On the other hand I’m glad that the Bible is realistic enough to show that we can’t live on the mountaintops all the time. And this is certainly what we see in Nehemiah chapter 13. So go ahead and turn in your Bibles to the last chapter of the book of Nehemiah.

Let’s set the stage a bit before we dive into the text. As I mentioned at the very beginning of our journey through Nehemiah, the first 12 chapters of the book record the events that take place over a time period of less than one year. The events recorded in those chapters begin with Nehemiah praying and preparing to return to Jerusalem to lead the rebuilding of the walls. Then after a journey that probably took several months, Nehemiah arrives at Jerusalem and, after surveying the conditions, leads the people in the process of rebuilding the walls. In spite of constant opposition, the construction is completed in only 52 days.

Several days later the people assemble to listen to Ezra read the Scriptures and the people respond by obeying what they hear and they observe the Feast of Booths a short time later. After that the people gather to confess their sins and then make a covenant with God to obey His Word. In that covenant in chapter 10, the people make 4 promises to God:

• They promise to submit to God’s Word

• They promise to live in a manner that is distinct from the surrounding nations

• They promise to observe the Sabbath as God commanded

• They promise to take care of God’s house – the Temple

You’ll want to keep those promises in mind as we look at chapter 13 this morning.

Finally, in chapters 11 and 12, we see the people gather once again and engage in passionate corporate worship.

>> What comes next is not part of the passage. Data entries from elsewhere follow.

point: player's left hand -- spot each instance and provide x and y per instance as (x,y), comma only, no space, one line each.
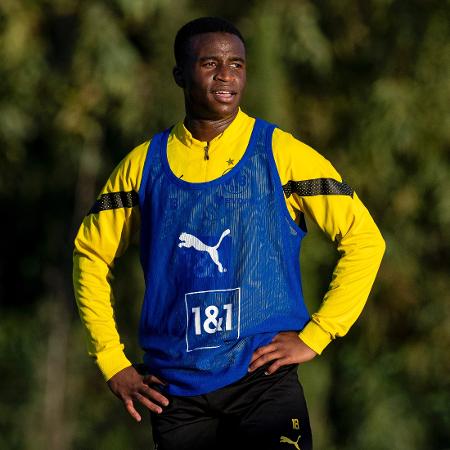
(286,348)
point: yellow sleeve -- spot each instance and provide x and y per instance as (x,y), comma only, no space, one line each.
(103,236)
(313,187)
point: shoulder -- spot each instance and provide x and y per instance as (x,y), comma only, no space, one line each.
(128,173)
(296,160)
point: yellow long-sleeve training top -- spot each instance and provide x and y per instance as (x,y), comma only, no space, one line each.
(311,186)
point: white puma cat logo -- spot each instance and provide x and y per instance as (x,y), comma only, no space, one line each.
(188,240)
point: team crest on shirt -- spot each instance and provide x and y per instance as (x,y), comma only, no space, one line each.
(208,253)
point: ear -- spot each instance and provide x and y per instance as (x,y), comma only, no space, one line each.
(178,76)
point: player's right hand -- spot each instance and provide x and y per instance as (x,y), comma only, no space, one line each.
(128,385)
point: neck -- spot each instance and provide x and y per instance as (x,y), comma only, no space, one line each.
(207,129)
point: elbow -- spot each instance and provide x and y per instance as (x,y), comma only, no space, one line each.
(380,245)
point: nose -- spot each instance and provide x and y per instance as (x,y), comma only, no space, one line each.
(224,73)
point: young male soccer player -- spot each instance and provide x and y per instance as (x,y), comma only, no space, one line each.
(220,200)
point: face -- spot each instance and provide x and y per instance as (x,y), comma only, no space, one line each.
(213,76)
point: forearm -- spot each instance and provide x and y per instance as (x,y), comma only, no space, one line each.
(95,304)
(361,251)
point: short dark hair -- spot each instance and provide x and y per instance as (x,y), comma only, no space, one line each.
(200,26)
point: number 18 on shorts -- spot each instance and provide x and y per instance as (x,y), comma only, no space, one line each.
(213,317)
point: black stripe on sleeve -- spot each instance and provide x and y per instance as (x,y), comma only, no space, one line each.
(317,186)
(115,200)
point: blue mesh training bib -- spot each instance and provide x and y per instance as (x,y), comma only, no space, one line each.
(221,267)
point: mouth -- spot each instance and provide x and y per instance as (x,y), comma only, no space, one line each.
(224,95)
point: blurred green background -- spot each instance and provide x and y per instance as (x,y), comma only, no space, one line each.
(365,82)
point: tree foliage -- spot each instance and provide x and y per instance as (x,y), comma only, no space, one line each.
(364,82)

Although there is a bit of ambiguity about the exact order in which the events in chapter 13 take place, we can get a pretty good idea of the general time frame. Look with me at verses 6 and 7:

While this was taking place, I was not in Jerusalem, for in the thirty-second year of Artaxerxes king of Babylon I went to the king. And after some time I asked leave of the king and came to Jerusalem…

(Nehemiah 13:6-7 ESV)

We know from chapter 2 that Nehemiah originally travelled to Jerusalem in the 20th year of the reign of King Artaxerxes. So after serving for governor there for 12 years, Nehemiah returned to his duties in Susa. Sometime later – we’re not exactly sure how long – Nehemiah apparently retires from his service to the king and returns to Jerusalem. As we’ll see this morning, during his absence, the people had turned away from the commitments they had made to God, so Nehemiah is returning to a Jerusalem that is much different than the one he left a few years earlier. It is probably during this time that the prophet Malachi ministers and he addresses many of the same issues Nehemiah is going to confront on his return.

So with that background in mind, let’s read through chapter 13 together. I’m only going to make a few brief comments as we read through the chapter and then we’ll wrap up by developing some principles that we can apply in our own lives.

On that day they read from the Book of Moses in the hearing of the people. And in it was found written that no Ammonite or Moabite should ever enter the assembly of God, for they did not meet the people of Israel with bread and water, but hired Balaam against them to curse them—yet our God turned the curse into a blessing. As soon as the people heard the law, they separated from Israel all those of foreign descent.

(Nehemiah 13:1-3 ESV)

The phrase “on that day” is the one that leads to some ambiguity when it comes to the exact order things took place. It’s pretty evident this is not on the same day as the worship gathering in chapter 12, but rather takes place after Nehemiah’s return to Jerusalem. And it seems likely that based on the first phrase in verse 4 that this takes place after the events in the rest of chapter 13.

While we don’t have time this morning to explore this section in great detail, what we do note here again is that the people immediately took action to obey God’s Word when they were exposed to it.